Like aught that for its grace may be
Dear, yet dearer for its mystery."
Such an artist, poet, Mason was Albert Pike. As Grand Commander he ruled not less by the divine right of genius and character than by the love of the bodies of his obedience--ruled with a stately and affable grace, wise in council, skilled in healing schism, fertile of inspiration, his one passion aside from the good of the craft being that he should never work injustice. Unforgettable are alike his dignity and his humility, the unpretentiousness of his mental and moral bigness, and the kindness that softened even the sternness of his discipline, when that sternness seemed like to vent itself upon the wrong doer rather than upon the wrong. Memorable were his encyclicals and allocutions, and his tributes to his friends--such as those to Robert Toombs and James A. Garfield-- written with the lucidity of Thucydides and the charm of Cicero. Urbane always, he was, at times, a master of invective and satire, as witness his papers and letters in the "Cerneau" debate, and his famous reply to the bull of Pope Leo against Masonry.
Companionable he was supremely, abounding in friendship, glorious in conversation, simple, frank, and lovable. His laughter, rich and ringing, none might resist, and his humor gave an added grace to his intellectual magnificence. For the frills and fritiniances of life he had a fine, a copious, yet withal, an amused scorn, and every form of pretense or meanness shriveled in his presence. He kept ever, until toward the end, his youthful verve, and there was a freshness of sympathy in him that was essential democracy.
As a poet Albert Pike had the authentic fire, the vision and the dream, and he would be more widely known had not he-had such scorn of fame. In "Fantasma," a poem in which he shadows forth his life history, he speaks of one who was young and did not know his soul, until the mighty spell of Coleridge woke his hidden powers. Coleridge was his master, as Shelley was his ideal, and while we may not say that he was of equal genius with those masters, it is to that order of singers that he rightly belongs. In later life heavy cares and sorrows muffled his song and his harp lay idle for many years. Near the end he took up his harp once more and sought relief from loneliness, in a poem entitled "Every Year," which for a blend of a pathos that is almost bitter and a hope that is undefeated has none to surpass it in our speech.
For the weak are heavier crosses,
Lost Springs with sobs replying
Unto weary Autumns sighing,
While those we love are dying,
"To the past go more dead faces,
As the loved leave vacant places,
Everywhere the sad eyes meet us,
In the evening's dusk they greet us,
And to come to them entreat us,
In his lonesome later years Pike betook himself more and more to "that city of the mind, built against outward distraction for inward consolation and shelter." Then it was that he mastered many languages-- Sanskrit, Hebrew, old Samaritan, Chaldean and Persian --in quest of what each had to tell of beauty and of truth. By these he was led on to a study of Parsee and Hindoo beliefs and traditions, and he left, in the Temple Library, his fifteen large manuscript volumes, translations of the Rig-Veda and the Zend-Avesta--a feat to rival Max Muller.
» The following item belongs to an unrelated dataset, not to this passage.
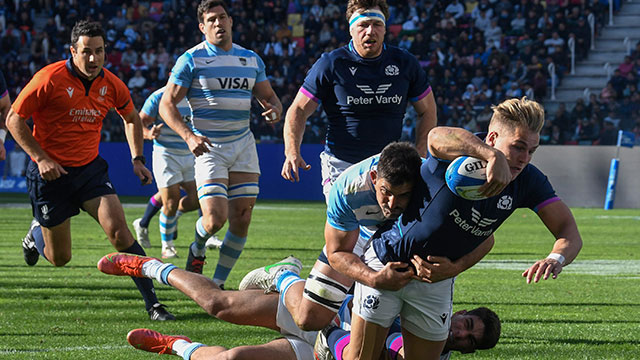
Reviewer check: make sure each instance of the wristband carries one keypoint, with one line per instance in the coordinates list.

And there it may be seen to this day, all written with an old fashioned quill, in a tiny flowing hand, without blot or erasure. In the House of the Temple he lived attended by his daughter, and it was here that he held his court and received his friends, amid the birds and flowers that he loved so well. Old age came on with many infirmities, but he was ever the courtly and gracious man until April, 1891, when death touched him and he fell asleep without fear and without regret.
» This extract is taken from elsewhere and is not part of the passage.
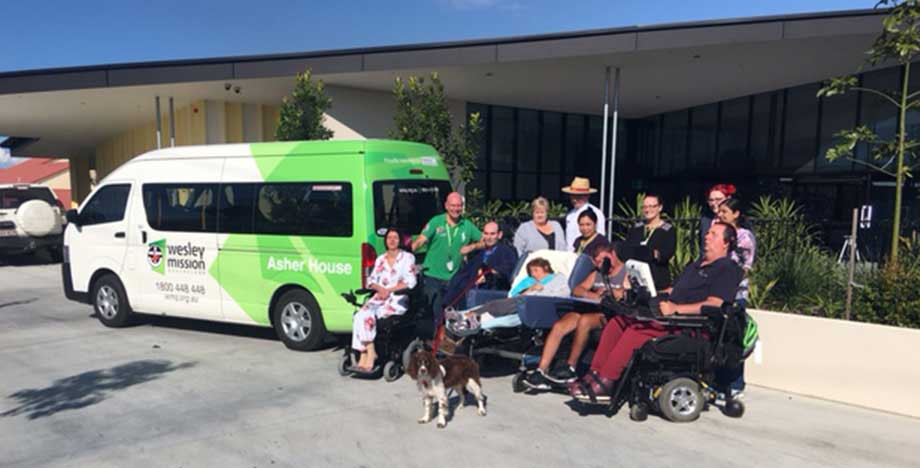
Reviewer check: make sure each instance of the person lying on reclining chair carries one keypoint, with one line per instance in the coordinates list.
(593, 287)
(709, 281)
(542, 281)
So passed Albert Pike. No purer, nobler man has stood at our altar or left his story in our traditions. He was the most eminent Mason in the world, not only by virtue of his high rank, but by the qualities of his genius, the richness of his culture, and the enduring glory of his service. Nor will our order ever permit to grow dim the memory of that stately, grave and gentle soul--a Mason to whom the world was a temple, a poet to whom the world was a song.